I know a school administration that grieves over the drop of student achievement scores in the post-pandemic yet will not make achievement data available to the parents beyond the statewide school report card.  School leaders declare they are being transparent about the continued school ratings of “This School Does Not Meet Expectations” yet there is no accountability for low achievement year after year in the same grade level and classrooms.  It is a personnel supervision problem more than a student achievement problem.  This is an example of being transparent about what does not matter and not transparent about what does.

Stop using the word transparency.  Another way to explain the need for changing this word is that people today say transparent, but they mean translucent.  The clarity of truth and facts has given way to lies and non-facts that are spoken so openly and freely that no listener can take the words of a person in authority at face value.  We have come to expect if not accept cloudy translucency.  This is wrong.
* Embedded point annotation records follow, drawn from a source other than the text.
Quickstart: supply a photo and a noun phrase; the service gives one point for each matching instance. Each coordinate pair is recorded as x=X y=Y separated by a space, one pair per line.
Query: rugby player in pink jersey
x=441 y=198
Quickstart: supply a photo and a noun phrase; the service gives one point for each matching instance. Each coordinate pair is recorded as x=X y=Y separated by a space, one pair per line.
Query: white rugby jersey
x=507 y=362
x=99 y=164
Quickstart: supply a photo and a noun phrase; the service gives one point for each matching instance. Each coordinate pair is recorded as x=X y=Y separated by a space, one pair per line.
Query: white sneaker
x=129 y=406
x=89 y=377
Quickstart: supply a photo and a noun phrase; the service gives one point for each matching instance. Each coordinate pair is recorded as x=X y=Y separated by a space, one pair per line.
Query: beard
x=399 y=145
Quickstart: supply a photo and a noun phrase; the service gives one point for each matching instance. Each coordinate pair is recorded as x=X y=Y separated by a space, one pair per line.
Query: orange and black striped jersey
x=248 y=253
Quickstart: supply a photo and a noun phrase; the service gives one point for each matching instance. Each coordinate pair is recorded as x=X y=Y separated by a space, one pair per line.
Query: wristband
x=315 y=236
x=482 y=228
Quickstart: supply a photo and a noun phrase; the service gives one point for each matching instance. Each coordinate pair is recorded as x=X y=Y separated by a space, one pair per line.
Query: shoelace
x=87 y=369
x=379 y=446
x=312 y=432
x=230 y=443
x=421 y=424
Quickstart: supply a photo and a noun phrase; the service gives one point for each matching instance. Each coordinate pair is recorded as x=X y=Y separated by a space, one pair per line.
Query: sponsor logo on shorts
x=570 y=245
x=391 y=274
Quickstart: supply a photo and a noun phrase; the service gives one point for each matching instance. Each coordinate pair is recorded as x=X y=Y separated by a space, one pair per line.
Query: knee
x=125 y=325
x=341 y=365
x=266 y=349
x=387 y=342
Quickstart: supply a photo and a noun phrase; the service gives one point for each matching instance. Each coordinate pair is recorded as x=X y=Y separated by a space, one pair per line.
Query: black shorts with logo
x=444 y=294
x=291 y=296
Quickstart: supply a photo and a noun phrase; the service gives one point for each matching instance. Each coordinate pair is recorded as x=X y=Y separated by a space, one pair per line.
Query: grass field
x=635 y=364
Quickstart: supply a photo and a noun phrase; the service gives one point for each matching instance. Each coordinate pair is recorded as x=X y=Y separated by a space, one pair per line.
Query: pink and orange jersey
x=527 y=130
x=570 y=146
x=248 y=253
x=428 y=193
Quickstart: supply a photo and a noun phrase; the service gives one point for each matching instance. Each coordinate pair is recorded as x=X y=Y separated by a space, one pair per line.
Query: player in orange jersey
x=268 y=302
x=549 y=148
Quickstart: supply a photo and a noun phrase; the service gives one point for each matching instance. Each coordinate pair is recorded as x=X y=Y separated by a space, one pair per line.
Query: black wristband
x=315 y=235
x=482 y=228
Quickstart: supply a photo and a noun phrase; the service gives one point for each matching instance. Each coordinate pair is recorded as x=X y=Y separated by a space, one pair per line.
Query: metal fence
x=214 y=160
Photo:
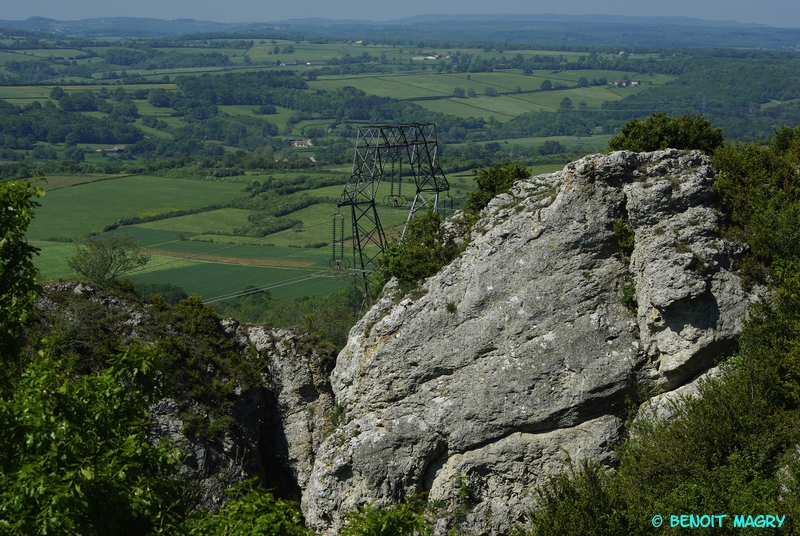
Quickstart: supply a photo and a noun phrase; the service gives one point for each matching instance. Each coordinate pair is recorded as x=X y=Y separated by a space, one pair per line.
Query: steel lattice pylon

Start using the word integrity, as in “We make all decisions with the integrity our students, parents, and community deserve”.  Integrity, meaning the quality of being honest and having strong moral principles, is not meh.  Integrity describes the direct, honest, data-based, straight-forward answer that a person who asks an honest question deserves.  While there may be a shading in information that claims transparency, a response to a question or problem either is made with integrity, or it is not.

https://www.merriam-webster.com/dictionary/integrity

I know a superintendent who told his faculty and staff first and then his parents and community, “… regarding the teaching of reading, we have been doing it wrong.  For the past 30 years we have taught children about reading but not how to read.  We did not use a phonics-based, literacy creating instructional program.  Instead, we asked each child to look at the pictures or listen to an adult read and asked children to memorize words hoping that these three strategies would cause a child to become a reader.  And we did this year after year.  Today, we stop that nonsense and are beginning to teach each child how to read.  I invite you to come to school and watch us make these changes”. 

Transparent, yes.  But more to the point, his declaration has integrity.  Communicating and acting with integrity is easier and less stressful than the work needed to obfuscate and maintain an obfuscation. 

We find examples in our daily communications about children and school that are simple and factual and relatable.  As listeners and observers, we must thank and applaud clear and uncompromised communication and actions.  And we must be more stalwart in calling out “Nonsense” and “Bull Roar” when we are treated to an episode of translucency.  At the end of the day, it is better to deal with bad news than with a lie.